L'idée est par ailleurs retenue de favoriser la portabilité des droits d'enregistrement pour une habitation propre et unique afin de faciliter les déménagements.Dans la liste des sujets qui ne manqueront pas d'animer les conversations, on peut encore relever la volonté de réduire la vitesse maximale sur les autoroutes à 100 km/h, à 70 km/h sur les voiries régionales et d'aller vers une généralisation du 30 km/h dans les agglomérations.
Une révision de la redevance kilométrique des poids lourds figure également au menu.

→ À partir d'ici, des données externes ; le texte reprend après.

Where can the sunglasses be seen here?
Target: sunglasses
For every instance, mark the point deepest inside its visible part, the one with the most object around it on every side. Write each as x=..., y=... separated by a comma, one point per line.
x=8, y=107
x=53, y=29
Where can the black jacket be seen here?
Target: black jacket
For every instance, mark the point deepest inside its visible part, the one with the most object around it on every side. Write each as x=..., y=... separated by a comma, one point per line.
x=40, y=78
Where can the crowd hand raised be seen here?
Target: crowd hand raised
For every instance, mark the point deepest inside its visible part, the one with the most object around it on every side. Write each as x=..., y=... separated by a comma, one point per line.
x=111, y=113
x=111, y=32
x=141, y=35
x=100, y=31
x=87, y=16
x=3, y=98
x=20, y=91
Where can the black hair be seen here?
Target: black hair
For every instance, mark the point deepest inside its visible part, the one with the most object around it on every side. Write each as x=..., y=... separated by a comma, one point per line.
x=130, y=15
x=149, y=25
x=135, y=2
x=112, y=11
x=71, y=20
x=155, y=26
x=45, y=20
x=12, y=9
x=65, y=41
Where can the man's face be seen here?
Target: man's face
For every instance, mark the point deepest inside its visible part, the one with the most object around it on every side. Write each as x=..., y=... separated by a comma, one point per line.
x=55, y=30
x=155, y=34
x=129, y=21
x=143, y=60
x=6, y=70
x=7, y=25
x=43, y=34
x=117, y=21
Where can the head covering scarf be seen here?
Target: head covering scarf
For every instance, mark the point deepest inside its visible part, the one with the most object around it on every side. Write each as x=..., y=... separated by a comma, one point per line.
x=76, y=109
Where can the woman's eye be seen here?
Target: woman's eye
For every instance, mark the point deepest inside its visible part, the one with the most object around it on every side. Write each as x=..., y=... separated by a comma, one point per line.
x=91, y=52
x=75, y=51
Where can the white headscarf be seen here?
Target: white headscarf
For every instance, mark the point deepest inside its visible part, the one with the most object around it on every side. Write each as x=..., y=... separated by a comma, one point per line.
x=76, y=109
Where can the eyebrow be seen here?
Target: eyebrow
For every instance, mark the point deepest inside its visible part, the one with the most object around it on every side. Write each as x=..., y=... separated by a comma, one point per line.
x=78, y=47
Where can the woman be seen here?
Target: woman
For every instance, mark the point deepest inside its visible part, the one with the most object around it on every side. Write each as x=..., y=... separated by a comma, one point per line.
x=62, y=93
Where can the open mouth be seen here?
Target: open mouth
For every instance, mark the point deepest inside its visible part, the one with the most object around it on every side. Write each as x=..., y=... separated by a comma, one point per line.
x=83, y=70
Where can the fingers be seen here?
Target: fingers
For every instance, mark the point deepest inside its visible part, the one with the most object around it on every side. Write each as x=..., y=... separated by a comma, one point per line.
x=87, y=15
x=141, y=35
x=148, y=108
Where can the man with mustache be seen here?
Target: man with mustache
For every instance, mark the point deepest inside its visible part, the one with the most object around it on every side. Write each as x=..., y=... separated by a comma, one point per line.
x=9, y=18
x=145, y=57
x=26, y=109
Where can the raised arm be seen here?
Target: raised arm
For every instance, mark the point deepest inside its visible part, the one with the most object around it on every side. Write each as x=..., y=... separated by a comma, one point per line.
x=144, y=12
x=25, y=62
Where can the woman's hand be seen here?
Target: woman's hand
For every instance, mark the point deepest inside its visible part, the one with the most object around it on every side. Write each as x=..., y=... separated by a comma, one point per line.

- Dans la catégorie des sujets qui fâchent toujours, le secteur de l'aviation n'est pas oublié. Le projet de PACE prévoit ainsi de mettre fin à l'extension de l'aéroport de Liège tant au niveau du nombre de vols que du développement des infrastructures, mais également de revoir à la baisse les objectifs de croissance de l'aéroport de Charleroi et d'encourager le recours au train pour les destinations de courte et moyenne distance. La Wallonie défendrait également une limitation de l'utilisation des jets privés auprès des instances européennes.

- Enfin, dans les mesures diverses, on peut relever la volonté d'encadrer le développement de la 5G pour que l'effet rebond qui découle de son utilisation n'aille à l'encontre des objectifs climatiques ou encore celle de réduire la pression publicitaire pour les produits polluants.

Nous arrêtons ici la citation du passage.